Inspiration

As people get older and accrue more and more health problems, the number of medications to keep up with become ever more daunting. As a result, people end up missing doses or losing track of which medicine to take at which time. In fact, remembering which of the 20 or so medicines to take at dinner time was a problem my late grandmother had to deal with. We now try to fix this problem by automating the medicine dosage schedule, so that patients do not need to remember the fine details of their medicine schedule and thus live a less stressful life.

What it does

It takes solid medicine into specific magazines. One magazine for each medicine type. This process is to be done at the pharmacy by the pharmacist who can be trusted to get the medicines correct. The patient then takes the loaded magazines home and slot it into the dispenser. The onboard chip registers what the magazines are loaded with and syncs the medicines up with the patient's schedule.

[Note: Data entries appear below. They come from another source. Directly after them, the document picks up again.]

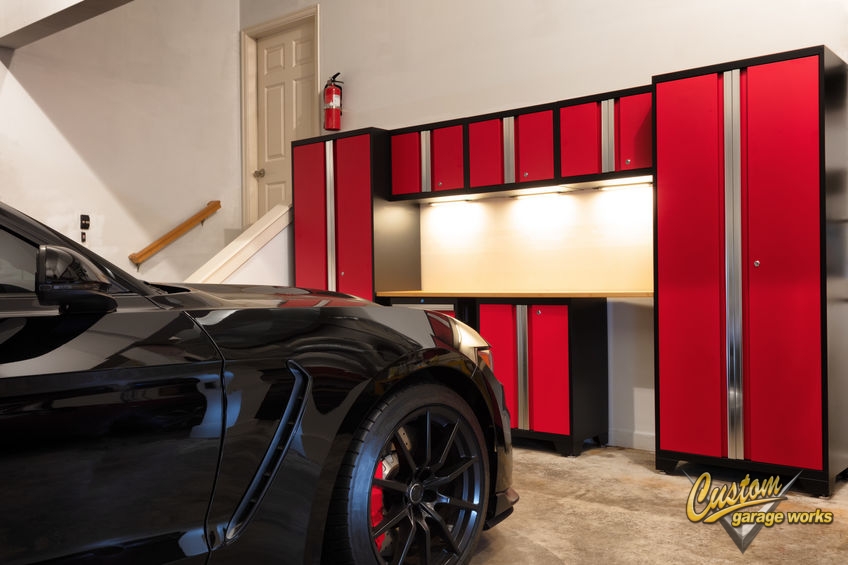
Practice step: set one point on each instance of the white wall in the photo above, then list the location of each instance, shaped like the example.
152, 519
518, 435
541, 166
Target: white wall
131, 117
272, 264
406, 63
15, 14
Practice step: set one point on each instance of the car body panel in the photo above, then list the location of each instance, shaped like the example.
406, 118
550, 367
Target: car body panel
204, 423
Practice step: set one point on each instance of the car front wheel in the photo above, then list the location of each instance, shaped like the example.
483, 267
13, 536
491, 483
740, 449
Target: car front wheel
414, 483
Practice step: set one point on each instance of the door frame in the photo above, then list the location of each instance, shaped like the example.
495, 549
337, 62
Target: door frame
249, 110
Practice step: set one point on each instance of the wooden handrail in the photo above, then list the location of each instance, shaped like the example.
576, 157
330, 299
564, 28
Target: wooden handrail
170, 237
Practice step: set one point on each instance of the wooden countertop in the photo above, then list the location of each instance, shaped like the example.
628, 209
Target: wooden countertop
517, 294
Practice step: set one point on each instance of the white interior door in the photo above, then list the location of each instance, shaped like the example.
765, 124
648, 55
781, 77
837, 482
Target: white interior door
286, 109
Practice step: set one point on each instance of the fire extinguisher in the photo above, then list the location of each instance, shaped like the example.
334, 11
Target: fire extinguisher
333, 104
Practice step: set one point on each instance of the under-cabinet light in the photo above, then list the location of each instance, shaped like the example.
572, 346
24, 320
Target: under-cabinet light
449, 202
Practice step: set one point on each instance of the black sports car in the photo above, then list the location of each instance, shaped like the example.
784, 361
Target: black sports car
145, 423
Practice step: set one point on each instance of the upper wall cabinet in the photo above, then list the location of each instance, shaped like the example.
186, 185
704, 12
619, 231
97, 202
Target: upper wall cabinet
534, 146
604, 136
485, 153
447, 158
581, 140
633, 131
406, 163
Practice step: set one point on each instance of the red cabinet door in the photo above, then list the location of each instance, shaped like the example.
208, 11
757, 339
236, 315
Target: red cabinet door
547, 364
447, 159
406, 163
497, 326
310, 216
534, 146
782, 320
485, 153
580, 139
692, 393
633, 132
354, 259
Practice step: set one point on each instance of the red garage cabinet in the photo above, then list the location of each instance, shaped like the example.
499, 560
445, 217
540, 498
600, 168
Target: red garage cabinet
447, 158
406, 163
743, 366
534, 146
580, 139
485, 153
333, 186
551, 357
605, 135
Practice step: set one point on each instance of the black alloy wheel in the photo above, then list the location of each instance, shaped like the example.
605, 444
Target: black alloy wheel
419, 483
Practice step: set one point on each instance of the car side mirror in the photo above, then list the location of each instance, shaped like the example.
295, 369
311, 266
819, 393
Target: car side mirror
66, 278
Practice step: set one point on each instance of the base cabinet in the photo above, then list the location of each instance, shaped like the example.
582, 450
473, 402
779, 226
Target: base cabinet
552, 360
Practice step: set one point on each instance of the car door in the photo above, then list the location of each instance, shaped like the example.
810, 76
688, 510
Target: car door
110, 426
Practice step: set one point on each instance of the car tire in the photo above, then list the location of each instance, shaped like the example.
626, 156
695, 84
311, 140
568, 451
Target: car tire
414, 484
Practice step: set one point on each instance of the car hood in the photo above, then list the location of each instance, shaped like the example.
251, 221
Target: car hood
214, 296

When the patient comes to take their medicine at medicine time, the patient needs to load a small container into the dispenser. They then swipe their RFID card on the card scanner. The machine reads the prescription on the card, selects which magazine to dispense medicine from, and dispenses the medicine accordingly into the patient's container. The container can then be retrieved and the medicine consumed.

How we built it

The prototype is built out of recycled acrylic and 3D printed parts. We laser cut the acrylic into the desired shape and glued the parts together to form the magazines. The magazine holder is 3D printed and built to hold 3 magazines for demonstration purposes.

Challenges we ran into

"How do you dispense exactly 1 pill?" This was the biggest challenge faced, as pills come in a huge variety of sizes and we wanted to make a one-size-fits-all solution. In the end, we decided to custom make the magazines to fit certain common pill sizes, and rely on the pharmacist's knowledge to correctly load magazines with the correct pills when differentiating between pills of the same shape but different types.

Accomplishments that we're proud of

The trickiest part is the code. None of our group members are proficient in C++, but that is what the Arduino board we are using is coded in. So half the team was dedicated to learning C++ on the fly and writing the scheduling, dispensing, and RFID code.